Greg Koch plays the OK July 6
Published 3:00 am Wednesday, June 28, 2023
- The Koch-Marshall Trio plays July 6 at the OK Theatre in Enterprise.
ENTERPRISE — Guitar aficionado Greg Koch brings hot licks and cool tunes to the OK Theatre July 6.
The show starts at 7 p.m. Tickets are $25 and available at www.eventbrite.com.
Along with his band, the Koch-Marshall Trio, comprised of his son Dylan Koch on drums and Hammond B3 organ specialist Toby Lee Marshall, music lovers will get to experience a tapestry of sounds that dips into jazz, blues and rock.
A lover of rock and blues from an early age, Koch said he got turned onto Jimi Hendrix, Eric Clapton and Jeff Beck by his brother’s record collection. Starting out on an acoustic guitar he bought with the money earned from a newspaper route, he said it wasn’t long before he went electric with a copy of a Lotus Les Paul.
“One summer I played along with the albums ‘Fresh Cream,’ Jeff Beck’s ‘Truth’ and ‘Hendrix in the West’ and then read about all of their different influences like BB King and Muddy Waters,” he said.
Growing up in Milwaukee, Koch said he was exposed to more blues musicians from a public radio show that played the greats like Howling Wolf and T-bone Walker.
“I wanted to connect the dots — where did these musicians get their different influences?” Koch said.
Besides the rock and blues music, Koch played in the jazz band and the orchestra pit band for school musicals. He even played mandolin in a bluegrass band. His love for music led to a scholarship to a music camp where he met Mike Irish, a professor at University of Wisconsin, Stevens Point.

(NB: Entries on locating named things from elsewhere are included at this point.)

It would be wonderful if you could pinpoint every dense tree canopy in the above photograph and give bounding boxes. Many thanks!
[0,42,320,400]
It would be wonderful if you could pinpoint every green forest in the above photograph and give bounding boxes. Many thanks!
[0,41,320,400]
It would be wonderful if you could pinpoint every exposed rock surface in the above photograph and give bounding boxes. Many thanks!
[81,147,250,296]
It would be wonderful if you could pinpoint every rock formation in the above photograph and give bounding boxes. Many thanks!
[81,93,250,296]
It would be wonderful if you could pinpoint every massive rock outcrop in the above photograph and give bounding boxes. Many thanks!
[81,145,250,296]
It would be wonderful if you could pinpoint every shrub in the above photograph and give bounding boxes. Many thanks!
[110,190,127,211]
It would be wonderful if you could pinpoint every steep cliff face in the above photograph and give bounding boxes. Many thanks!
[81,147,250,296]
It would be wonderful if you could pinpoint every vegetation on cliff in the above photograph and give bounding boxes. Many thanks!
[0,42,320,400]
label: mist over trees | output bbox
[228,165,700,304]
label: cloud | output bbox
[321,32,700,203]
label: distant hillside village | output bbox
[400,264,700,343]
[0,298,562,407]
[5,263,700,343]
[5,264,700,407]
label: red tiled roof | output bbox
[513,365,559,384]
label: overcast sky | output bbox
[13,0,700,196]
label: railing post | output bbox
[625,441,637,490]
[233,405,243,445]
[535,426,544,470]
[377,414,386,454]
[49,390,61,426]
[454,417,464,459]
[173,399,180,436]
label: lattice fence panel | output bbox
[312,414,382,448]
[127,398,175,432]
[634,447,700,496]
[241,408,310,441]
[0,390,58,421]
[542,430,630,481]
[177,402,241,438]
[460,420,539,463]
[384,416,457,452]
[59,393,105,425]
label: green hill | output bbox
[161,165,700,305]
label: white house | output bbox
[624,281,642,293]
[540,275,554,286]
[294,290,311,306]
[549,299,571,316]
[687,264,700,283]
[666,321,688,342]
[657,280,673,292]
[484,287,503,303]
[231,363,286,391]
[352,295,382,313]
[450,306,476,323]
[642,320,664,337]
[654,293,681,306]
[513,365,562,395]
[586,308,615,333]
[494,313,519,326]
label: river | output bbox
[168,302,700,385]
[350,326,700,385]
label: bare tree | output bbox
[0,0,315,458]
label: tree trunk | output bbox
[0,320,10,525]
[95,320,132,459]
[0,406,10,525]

“I wanted to advance a little more harmonically and I wanted to know how to play over changes and be able to write and read music in a professional setting and I knew he wasn’t going to be really hard core,” Koch said of Irish.
Besides learning the skills he sought at Stevens Point, Koch said he gained a new appreciation for his mother as a pianist.
“When I came home from school and Mom would start playing piano my sophisticated ears realized ‘Rosemary is pretty badass’ and I asked her, ‘What are the tunes you are playing?’ She said, ‘I just make it up as I go along.’”
University life was eclipsed by playing professionally, and Koch said he dropped out to pursue his career in the clubs in and around Milwaukee. Meanwhile, he was getting into some country influences like Jimmy Bryant, James Burton, Jerry Reed, Chet Atkins and Albert Lee.
“I was into finding out as much as I could and I knew from the time I was 12 or 13 what I was going to do for a living,” Koch said.
He ended up in a band with Susan Julian, a piano player and singer, and then toured with the Bodeans, a Milwaukee band, and opened for U2 in the late ‘80s.
“There was kind of a buzz about this gal and her band,” Koch said. “I stayed for a year and what that taught me about being a side man was that I wanted my own band.”
An early iteration of fronting a band, Koch said, was one that resembled Little Feat — a jam band with a lot of harmony. It wasn’t long before his music led him into a side project that became quite lucrative.
“At one point some guys from Fender Guitar saw me play and liked my tunes,” Koch said. “They asked if I would like to do clinics.”
Koch did clinics for Fender and played at showcases. Meanwhile, he started putting out albums like, “Strats Got Your Tongue,” in 1995, an instrumental work with Allman Brothers and Blues influences. He followed up with “Double Gristle,” with both live and studio recordings.
He worked for Fender for 15 years and was asked to be a full-time faculty member at McNally Smith College of Music in St. Paul, Minnesota, where his son attended. Then he got another “big break” — playing top end, vintage guitars in videos produced for a music store in Louisville, Colorado.
“When the Wildwood thing started that brought more awareness to me as a player and a person,” Koch said. “I was putting out records and toured Europe with the band, but it was hard to get an agent in the states. Doing a livestream worked for reaching people.”
Koch said besides the two streams a week for Wildwood he was doing two or three more a week, two of them for Fishman Pickups.
“During COVID the amount of people who saw those vides was pretty immense, but it’s always been about the live thing and it got people coming out to see us,” Koch said. “The band has undeniable chemistry when people see it. After all these years all I want to do is go out and play.”
The Koch-Marshall Trio plays 99% original music, but they’ve made a couple covers “their own,” he said.
He doesn’t ascribe to a set list on stage, Koch said, and said everything he does is off the cuff.
“I like to keep things as fresh as possible — our shows are highly improvised,” Koch said. “You realize what tunes seem to magically bring the crowds — which ones hit the spot.”